El mal de la montaña



Quien escribe tiene debilidad por el relato, le gusta que alguien venga y le cuente una historia, si ese alguien además es un actor, tanto mejor, un lujo. No faltará quien diga que el teatro precisa acción, que eso de que alguien le cuente "un cuento" no le sirve, no le gusta, no le alcanza... Y tendrá su parte de razón. Pero una cosa no quita el disfrute de la otra. Quizá sean los mismos que desdeñan el recurso de la voz en off en cine. Quien escribe ama la voz en off.

Son infinitos los modos en que podemos dividirnos. Por ejemplo: ¿el vértigo del mar? ¿O el de la montaña?

Todo esto nos viene a la cabeza como un eco provocado por El mal de la montaña, nuevo texto de Santiago Loza llevado a escena bajo la dirección de Cristian Drut. El texto de Loza profundiza en las aceradas esquirlas del desamor, en las sutiles formas en las que el deseo se agota convirtiéndose en esos detalles ínfimos e insoportables qu aniquilan el amor.

Hay una voz. Masculina. Un hombre. O dos. O tres. Y hay una mujer. Con la que se termina, a la que se deja, que los deja, se va. Afuera llueve. Y está lleno de pobres. De amenazas. Lo inesperado está ahí. Lo peor de todos está ahí. Afuera. Y los recursos para enfrentarse a esa realidad desmesurada son pocos e ineficaces.

La dirección apuesta por una dramaturgia fragmentada que trabaja sobre el hilo de pensamiento de los personajes. Nos hablan para hacernos partícipes de la insignificancia de sus recuerdos, pero también nos dejan, nos abandonan para buscarse entre ellos, para pedirse explicaciones a destiempo, para justificar lo injustificable como si verbalizando un pasado más o menos inmediato, fueran a encontrar esa pista fundamental que los llene de sentido. La voz masculina se abre en un polifónico trío y la historia, el relato, se levanta y habita el escenario. La mujer es una distorsión, la disonancia necesaria, el principio y el final inesperado.

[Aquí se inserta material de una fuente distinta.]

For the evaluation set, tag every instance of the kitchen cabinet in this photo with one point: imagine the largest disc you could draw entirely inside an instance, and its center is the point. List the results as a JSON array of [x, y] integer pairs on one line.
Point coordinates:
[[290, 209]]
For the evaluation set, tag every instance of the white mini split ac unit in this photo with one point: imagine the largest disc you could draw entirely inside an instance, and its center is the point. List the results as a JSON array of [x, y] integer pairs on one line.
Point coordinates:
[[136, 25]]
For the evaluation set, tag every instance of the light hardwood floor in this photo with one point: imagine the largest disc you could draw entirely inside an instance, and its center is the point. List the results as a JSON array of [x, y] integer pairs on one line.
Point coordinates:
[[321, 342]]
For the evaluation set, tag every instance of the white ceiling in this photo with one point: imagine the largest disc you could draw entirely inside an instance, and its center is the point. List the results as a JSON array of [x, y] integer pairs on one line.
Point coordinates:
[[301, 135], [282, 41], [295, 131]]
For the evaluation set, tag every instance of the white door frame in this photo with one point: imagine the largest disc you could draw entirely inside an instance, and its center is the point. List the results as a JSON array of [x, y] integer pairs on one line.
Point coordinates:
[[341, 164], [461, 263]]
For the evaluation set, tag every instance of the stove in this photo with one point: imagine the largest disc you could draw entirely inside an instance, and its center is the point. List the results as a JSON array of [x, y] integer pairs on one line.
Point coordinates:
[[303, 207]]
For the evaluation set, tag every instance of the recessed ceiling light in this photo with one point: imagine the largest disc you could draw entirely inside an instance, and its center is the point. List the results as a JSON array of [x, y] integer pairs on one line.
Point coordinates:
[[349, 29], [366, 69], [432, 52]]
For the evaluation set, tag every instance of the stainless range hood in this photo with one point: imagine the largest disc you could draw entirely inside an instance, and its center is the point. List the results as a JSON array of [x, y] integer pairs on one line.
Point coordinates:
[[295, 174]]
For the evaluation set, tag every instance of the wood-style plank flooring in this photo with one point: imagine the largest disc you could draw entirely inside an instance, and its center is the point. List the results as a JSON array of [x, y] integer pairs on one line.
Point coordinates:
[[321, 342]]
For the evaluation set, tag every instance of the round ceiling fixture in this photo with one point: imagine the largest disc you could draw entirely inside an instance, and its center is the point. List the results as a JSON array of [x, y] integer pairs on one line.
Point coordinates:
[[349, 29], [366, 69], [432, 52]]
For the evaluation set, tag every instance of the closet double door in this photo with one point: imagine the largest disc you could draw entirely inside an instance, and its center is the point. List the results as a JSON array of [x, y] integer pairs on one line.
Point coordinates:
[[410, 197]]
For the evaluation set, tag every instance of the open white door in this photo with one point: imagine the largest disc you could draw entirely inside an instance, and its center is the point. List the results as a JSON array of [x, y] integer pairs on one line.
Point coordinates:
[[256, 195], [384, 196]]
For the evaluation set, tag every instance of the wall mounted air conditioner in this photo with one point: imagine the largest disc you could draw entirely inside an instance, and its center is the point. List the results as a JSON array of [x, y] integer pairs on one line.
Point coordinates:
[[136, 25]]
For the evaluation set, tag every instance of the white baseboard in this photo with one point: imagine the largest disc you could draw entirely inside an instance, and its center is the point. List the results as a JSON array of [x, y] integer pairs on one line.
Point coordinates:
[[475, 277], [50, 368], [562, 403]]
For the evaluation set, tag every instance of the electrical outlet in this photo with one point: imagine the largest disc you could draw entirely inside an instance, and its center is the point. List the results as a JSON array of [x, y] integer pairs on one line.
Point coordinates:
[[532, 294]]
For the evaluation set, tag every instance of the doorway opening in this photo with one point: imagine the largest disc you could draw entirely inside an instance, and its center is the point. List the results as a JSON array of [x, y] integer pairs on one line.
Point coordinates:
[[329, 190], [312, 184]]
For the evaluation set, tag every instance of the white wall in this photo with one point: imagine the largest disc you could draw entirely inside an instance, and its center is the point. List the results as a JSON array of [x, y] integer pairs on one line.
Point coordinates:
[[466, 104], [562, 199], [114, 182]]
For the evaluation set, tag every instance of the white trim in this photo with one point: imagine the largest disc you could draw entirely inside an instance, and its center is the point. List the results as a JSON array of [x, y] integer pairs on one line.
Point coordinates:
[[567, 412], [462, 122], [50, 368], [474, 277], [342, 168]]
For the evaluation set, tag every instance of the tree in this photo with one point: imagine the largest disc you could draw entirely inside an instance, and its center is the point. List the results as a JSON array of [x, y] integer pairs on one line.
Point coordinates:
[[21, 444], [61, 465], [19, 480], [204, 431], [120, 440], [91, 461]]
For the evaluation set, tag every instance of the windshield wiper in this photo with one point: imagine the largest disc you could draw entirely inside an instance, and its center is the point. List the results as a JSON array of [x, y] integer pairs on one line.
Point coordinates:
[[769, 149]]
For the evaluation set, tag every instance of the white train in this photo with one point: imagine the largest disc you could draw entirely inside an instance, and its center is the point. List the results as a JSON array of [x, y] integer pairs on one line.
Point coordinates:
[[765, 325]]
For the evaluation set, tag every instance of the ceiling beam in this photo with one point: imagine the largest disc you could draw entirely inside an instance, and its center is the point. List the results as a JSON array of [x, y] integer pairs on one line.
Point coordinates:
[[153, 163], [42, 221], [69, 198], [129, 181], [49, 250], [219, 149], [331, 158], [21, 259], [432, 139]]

La puesta en escena es sobria. Casi aséptica. Drut elige un acompañamiento musical que no subraya ni acentúa lo emotivo generando cierto distanciamiento incómodo. Sabiendo que esa distancia nunca será la misma, que varía en cada función y con cada espectador, nos atrevemos a decir que quizá en ella esté la vía de escape que nos permite esquivar los momentos en los que todos estamos entendiendo "demasiado bien" a los personajes. Y no alivia ni hace gracia reconocerse en lo peor de esas voces.

Todos tenemos algo que elegir, algo que esperar y algo que abandonar.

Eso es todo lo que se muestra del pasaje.